How about: *Any C or C++ programmer knows not to use linked lists anyway.*

Peaker · on Dec 1, 2013

If you really think that, you've missed CS 101. Or maybe std::list is the only linked list implementation you've seen. In that case, I agree, one should never use std::list.

Linux's list.h is extremely useful, and for a wide variety of circumstances, is the most efficient way to manage your data.

dkersten · on Dec 2, 2013

Ok, I'll elaborate, especially since my view is at odds with your statement "for a wide variety of circumstances".

As I see it, the only use case where linked lists are superior to other types of lists, like, perhaps, ArrayList in java or vector/deque in C++, is if the following conditions are met:

1: you care about ordering - often you don't care about ordering and in that case, there is no need for a linked list because you can achieve O(1) insertion & removal then too: insertion can always be at the end, removal can be a "swap with end element, remove end element" operation.

2: inserting and/or removing from the middle of the list is a common operation, if it is not a common operation, then the added cost of doing so with a vector may still be outweighed by a vectors other advantages

3: you do not require random access - lists do not provide random access and lookup is O(n). At the expense of additional complexity in implementation and more memory overhead, you could reduce lookup to, OTOH, O(log n) by using a skip-list

4: you do not iterate through the list often - if you do, you are likely going to blow the cache and mess up prefetching due to poor cache locality. Iterating through an array-based data structure can be much faster in this case.

I would say that for a list to make sense, you MUST have 1 and 2 and probably should have 3. 4 is optional, but if true, should make you consider if there might not be a more suitable data structure. In my own personal experience, this is rare. In fact, in my own personal experience, usually, code either does not require 1 or requires 1 but not 2 - either way, lists are not the appropriate data structure in those cases.

Basically, the short version is that they have very poor cache locality, an (IMHO) narrow use case where other data structures don't have superior performance and they take up more memory per node than a lot of other types of lists.

You linked to a stackoverflow question in another comment saying that they attribute std::list's flaws to linked lists as a whole. The biggest issue they seemed to mention, though, was cache locality - I fail to see how intrusive linked lists solve this.
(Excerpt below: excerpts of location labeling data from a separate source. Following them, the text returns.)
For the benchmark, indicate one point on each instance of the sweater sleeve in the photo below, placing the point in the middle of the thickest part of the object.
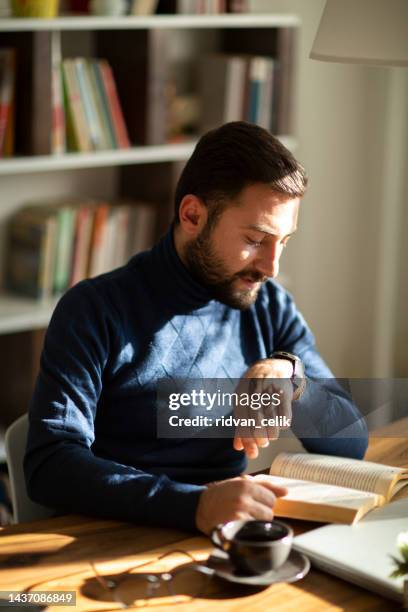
(60, 468)
(325, 418)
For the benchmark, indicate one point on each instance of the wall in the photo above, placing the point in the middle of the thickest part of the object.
(347, 264)
(335, 261)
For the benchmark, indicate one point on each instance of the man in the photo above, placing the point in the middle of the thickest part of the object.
(198, 305)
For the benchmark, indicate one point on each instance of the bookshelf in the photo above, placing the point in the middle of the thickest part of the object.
(143, 171)
(167, 22)
(99, 159)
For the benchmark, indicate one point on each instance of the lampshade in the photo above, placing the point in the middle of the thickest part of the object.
(363, 32)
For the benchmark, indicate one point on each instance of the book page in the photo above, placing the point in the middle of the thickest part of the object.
(315, 493)
(339, 471)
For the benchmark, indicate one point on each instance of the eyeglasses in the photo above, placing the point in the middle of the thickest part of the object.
(126, 588)
(134, 588)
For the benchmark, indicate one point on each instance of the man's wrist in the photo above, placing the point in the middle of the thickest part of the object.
(297, 373)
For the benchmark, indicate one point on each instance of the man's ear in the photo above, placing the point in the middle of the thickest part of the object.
(193, 215)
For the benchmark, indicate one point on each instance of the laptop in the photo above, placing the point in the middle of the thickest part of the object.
(361, 553)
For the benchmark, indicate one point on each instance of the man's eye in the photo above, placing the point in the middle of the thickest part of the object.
(254, 243)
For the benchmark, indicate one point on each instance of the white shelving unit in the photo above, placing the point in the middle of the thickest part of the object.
(100, 159)
(21, 314)
(150, 22)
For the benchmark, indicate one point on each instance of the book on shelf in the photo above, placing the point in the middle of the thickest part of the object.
(141, 78)
(143, 7)
(78, 136)
(236, 88)
(54, 244)
(32, 239)
(47, 108)
(111, 102)
(333, 489)
(7, 100)
(93, 108)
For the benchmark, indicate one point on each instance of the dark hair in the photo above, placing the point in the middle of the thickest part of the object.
(235, 155)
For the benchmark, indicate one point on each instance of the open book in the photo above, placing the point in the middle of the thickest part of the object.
(333, 489)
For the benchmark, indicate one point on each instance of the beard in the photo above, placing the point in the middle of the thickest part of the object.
(208, 268)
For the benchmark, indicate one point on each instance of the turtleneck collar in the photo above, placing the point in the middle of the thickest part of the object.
(172, 279)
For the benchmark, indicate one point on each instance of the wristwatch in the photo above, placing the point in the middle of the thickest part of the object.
(298, 374)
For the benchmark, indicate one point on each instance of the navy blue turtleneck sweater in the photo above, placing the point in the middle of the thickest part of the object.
(92, 446)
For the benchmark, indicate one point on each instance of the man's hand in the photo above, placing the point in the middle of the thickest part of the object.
(237, 498)
(260, 375)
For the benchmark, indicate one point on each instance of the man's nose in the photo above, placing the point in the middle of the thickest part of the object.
(268, 263)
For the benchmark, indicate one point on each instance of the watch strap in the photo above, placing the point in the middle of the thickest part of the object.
(298, 373)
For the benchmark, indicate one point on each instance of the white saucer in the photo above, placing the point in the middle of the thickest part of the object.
(295, 568)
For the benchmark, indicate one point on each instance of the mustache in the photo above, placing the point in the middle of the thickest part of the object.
(256, 277)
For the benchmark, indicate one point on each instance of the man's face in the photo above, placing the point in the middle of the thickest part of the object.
(243, 249)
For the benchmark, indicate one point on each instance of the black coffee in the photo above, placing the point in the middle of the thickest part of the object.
(260, 531)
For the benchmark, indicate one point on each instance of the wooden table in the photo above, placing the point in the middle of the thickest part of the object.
(55, 554)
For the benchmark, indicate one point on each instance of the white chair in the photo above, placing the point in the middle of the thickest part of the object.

The only solution would be to preallocate nodes in consecutive memory locations, but you still take a hit as the links take up memory (whereas in array-based lists you do not need to store links for each node) and if you need to insert/delete in the middle (why are you using linked lists if this isn't the case?) then you end up jumping around the preallocated nodes anyway and after a while will lose any cache-friendliness you may have had.

Maybe you can elaborate what you meant?

To end with an appeal to authority ;-) I'll quote tptacek[1]:

C programmers are trained to use linked lists. They are the first variable-length containers most programmers come into contact with and so C programmers tend to be imprinted on them like ducklings. Linked lists are a poor general purpose container.

EDIT: I guess I missed an anti-condition: if you don't care about performance, then use whatever models your problem best, which may well be a linked list (though the same is true for std::list).

[1] https://news.ycombinator.com/item?id=4455676

epsylon · on Dec 2, 2013

To further prove the point about cache locality:

https://www.youtube.com/watch?v=0iWb_qi2-uI&t=44m50s

Peaker · on Dec 2, 2013

This is a strawman. This isn't a useful case for lists.

Since he needs to scan the list to find the position to add/remove to/from.

If he used an intrusive list, the removal from a vector-with-list would be faster in a list already for relatively small N's.

What I learn from this video is that Stroustroup is also misguided about linked lists. He thinks you always need to do a linear search to do useful operations. The whole point of lists is the O(1) operations, not O(N) operations.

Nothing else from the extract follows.